以前にアップした「
2つの美術館」の記事があった9月24日付けNZZ(新チューリヒ新聞)には、もうひとつ日本美術の記事がありました。
2つの美術館のあとゴタゴタしまして、アップが遅くなりました
タイトルは「漆黒を読み取る」で、その下には「
伊東深水の作品は全て黒髪をめぐっている・・・しかし日本文化そのものも、この黒い導きの糸に貫かれている」と書かれています。
スイスの美術館に展示されている伊東深水作品と「黒髪文化」を解説した記事です。
私は知りませんでしたが、伊東深水の絵も木版画になっているのですね
![](https://blogimg.goo.ne.jp/img_emoji/cat_5.gif)
江戸時代からの伝統と言えるでしょう。
以下内容の要点です。
深い黒髪は絵画における際立ったエレメントであり、白い顔と紅い唇を一層際立たせる。
洗髪の後で髪を梳るのは、日本伝統の柘植の櫛である。
髪は一種の「表示」である。子供、娘、未婚女性、既婚女性、御所の女官、遊女など、夫々、独自の髪型があった。古い時代、女性は結婚すると眉を剃り落とし、鉄漿で歯を黒く染めた。
武士は兜をかぶる場合のため月代を剃っていた。明治時代にちょん髷が禁止されると男性は暫く戸惑った。当時は、これを揶揄する慣用句があった。(「散切り頭を叩いてみれば文明開化の音がする」のことですね)
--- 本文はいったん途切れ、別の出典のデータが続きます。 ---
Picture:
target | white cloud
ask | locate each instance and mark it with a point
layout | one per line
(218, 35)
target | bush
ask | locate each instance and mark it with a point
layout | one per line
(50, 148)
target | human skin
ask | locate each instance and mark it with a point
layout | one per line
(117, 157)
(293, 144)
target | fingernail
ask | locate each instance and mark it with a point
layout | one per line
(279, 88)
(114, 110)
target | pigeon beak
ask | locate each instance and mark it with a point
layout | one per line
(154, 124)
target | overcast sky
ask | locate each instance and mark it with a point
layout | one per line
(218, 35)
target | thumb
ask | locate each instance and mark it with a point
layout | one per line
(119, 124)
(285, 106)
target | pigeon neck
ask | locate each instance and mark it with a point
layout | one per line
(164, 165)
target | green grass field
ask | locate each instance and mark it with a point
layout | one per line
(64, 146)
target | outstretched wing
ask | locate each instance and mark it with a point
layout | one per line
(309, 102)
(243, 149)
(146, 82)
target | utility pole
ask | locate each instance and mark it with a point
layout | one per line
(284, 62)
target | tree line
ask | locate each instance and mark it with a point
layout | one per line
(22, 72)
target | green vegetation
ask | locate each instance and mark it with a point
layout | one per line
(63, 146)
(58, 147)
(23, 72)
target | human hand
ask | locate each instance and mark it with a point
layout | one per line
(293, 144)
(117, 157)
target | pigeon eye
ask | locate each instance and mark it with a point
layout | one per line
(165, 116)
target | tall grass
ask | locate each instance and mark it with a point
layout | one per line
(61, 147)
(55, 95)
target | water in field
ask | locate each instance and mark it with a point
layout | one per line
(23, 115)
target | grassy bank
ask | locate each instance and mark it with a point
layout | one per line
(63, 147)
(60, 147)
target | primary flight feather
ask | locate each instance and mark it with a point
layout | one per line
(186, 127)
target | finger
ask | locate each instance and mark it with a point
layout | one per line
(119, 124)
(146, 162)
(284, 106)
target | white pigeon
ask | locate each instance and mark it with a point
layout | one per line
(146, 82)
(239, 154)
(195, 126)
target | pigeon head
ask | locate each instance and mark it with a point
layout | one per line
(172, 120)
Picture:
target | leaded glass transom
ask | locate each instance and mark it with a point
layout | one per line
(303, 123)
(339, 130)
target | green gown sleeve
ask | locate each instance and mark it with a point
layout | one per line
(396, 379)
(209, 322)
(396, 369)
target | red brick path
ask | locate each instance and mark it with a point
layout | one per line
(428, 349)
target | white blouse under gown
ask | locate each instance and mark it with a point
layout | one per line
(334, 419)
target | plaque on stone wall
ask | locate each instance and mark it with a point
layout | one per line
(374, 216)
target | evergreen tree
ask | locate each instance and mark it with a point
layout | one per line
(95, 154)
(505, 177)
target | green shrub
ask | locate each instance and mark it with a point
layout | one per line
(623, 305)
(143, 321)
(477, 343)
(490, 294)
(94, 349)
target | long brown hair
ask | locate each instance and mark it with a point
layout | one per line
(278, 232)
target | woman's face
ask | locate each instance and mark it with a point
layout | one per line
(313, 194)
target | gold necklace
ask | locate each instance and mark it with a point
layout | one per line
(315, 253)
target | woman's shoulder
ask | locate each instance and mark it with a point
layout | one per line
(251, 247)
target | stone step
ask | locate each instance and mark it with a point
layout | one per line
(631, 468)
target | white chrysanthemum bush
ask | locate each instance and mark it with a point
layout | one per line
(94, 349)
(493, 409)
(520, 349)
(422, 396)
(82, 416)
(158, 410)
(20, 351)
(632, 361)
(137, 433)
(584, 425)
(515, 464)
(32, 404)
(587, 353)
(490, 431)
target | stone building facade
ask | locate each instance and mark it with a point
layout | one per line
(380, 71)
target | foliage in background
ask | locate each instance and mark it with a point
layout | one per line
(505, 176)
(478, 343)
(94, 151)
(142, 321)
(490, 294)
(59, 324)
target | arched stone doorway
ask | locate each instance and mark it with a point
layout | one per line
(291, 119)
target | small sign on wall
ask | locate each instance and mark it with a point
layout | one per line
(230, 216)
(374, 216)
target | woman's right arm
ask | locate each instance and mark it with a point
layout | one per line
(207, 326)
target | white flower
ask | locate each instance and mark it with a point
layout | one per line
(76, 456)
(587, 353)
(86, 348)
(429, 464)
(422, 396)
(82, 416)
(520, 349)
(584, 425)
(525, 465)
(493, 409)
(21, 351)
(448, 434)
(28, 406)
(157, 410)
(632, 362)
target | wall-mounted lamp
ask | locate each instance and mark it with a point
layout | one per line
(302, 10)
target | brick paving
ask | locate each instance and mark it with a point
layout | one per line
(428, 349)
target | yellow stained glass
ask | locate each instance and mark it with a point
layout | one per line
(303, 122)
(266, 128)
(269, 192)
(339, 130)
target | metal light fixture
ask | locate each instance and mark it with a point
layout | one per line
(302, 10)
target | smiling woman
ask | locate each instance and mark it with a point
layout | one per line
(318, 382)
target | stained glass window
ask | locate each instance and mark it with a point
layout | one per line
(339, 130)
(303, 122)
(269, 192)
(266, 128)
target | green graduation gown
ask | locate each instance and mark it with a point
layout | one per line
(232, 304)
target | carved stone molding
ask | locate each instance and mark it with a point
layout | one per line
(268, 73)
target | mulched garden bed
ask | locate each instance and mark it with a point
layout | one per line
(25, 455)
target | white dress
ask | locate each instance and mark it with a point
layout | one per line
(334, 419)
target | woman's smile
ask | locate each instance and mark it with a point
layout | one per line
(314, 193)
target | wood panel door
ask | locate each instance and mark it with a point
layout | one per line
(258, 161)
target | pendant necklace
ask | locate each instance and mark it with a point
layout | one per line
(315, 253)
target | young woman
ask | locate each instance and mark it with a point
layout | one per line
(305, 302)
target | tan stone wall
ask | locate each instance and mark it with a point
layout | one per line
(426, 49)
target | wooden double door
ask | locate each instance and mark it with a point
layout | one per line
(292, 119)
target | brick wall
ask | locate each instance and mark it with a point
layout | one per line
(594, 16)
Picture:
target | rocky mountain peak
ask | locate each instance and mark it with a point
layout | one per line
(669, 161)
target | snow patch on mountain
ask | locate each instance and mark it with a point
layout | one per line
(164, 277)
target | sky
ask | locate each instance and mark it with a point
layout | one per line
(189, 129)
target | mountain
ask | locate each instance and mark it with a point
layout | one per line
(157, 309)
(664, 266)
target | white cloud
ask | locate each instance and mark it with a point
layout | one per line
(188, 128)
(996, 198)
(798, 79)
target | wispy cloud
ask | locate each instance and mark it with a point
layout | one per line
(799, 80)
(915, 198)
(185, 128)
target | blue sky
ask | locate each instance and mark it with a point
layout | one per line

・・・それにしても、兜不要の農工商の方々も月代を剃っていたのは、暗黙の社会的お約束だったのでしょうか・・・
神社仏閣では今でも奉納された大量の髪を見ることができる。
(つまり「髪の霊的力」が信じられていたということでしょうか)
谷崎潤一郎は重要な随筆「陰翳礼讃」の中で、日本伝統の美の世界を描写している。
最近では、2007年に園子温監督が、映画「エクステ」で、ホラー的な髪を扱っている。
住んでいないせいもあるけど、最近の日本映画のことは知りません。この記事の筆者は良く知ってますね。